Nel paragrafo 4 della II omelia sull’Esodo Origene si sofferma a decodificare alcuni tratti dei “misteri infiniti” contenuti nel racconto del salvataggio dell’infante Mosè dalle acque del Nilo. La figlia del Faraone che si bagna nelle acque è la Chiesa dalle genti che mediante il battesimo si distacca dagli idoli. La sorella di Mosè è la Sinagoga che trattiene il bambino nutrendolo col latte del senso letterale della Legge. La corba spalmata di bitume rappresenta il senso letterale della Legge. La Chiesa riceve Mosè grande e robusto e lo introduce nella sapienza che consiste nella lettura spirituale della Legge. La Chiesa ricompensa la Sinagoga per il dono della Legge mostrandosi libera dagli idoli e capace di intendere spiritualmente l’autorivelazione dell’unico Dio. Gli ascoltatori cristiani dell’omelia di Origene si guardino dunque da interpretazioni parziali perché letteraliste della Scrittura ed imparino, mediante la preghiera rivolta a Gesù Cristo, a vedere “come è grande Mosè e come è sublime”.

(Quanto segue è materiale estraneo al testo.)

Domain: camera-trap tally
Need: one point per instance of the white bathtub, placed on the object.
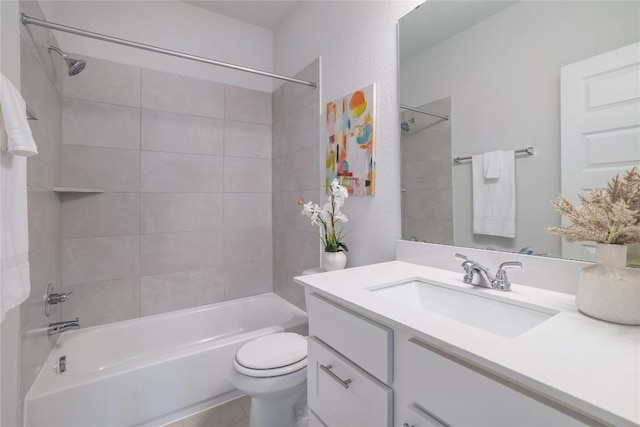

Nel paragrafo 1 della III omelia sull’Esodo Origene rileva dalla dichiarazione di Mosè che si dice “di voce esile e tardo di lingua” la drammaticità dell’esperienza di Mosè nel roveto davanti a Dio che gli parla, cioè a Gesù Cristo che gli si rivela. L’esperienza di Dio appare vera se conduce chi la vive alla coscienza della propria debolezza e fragilità.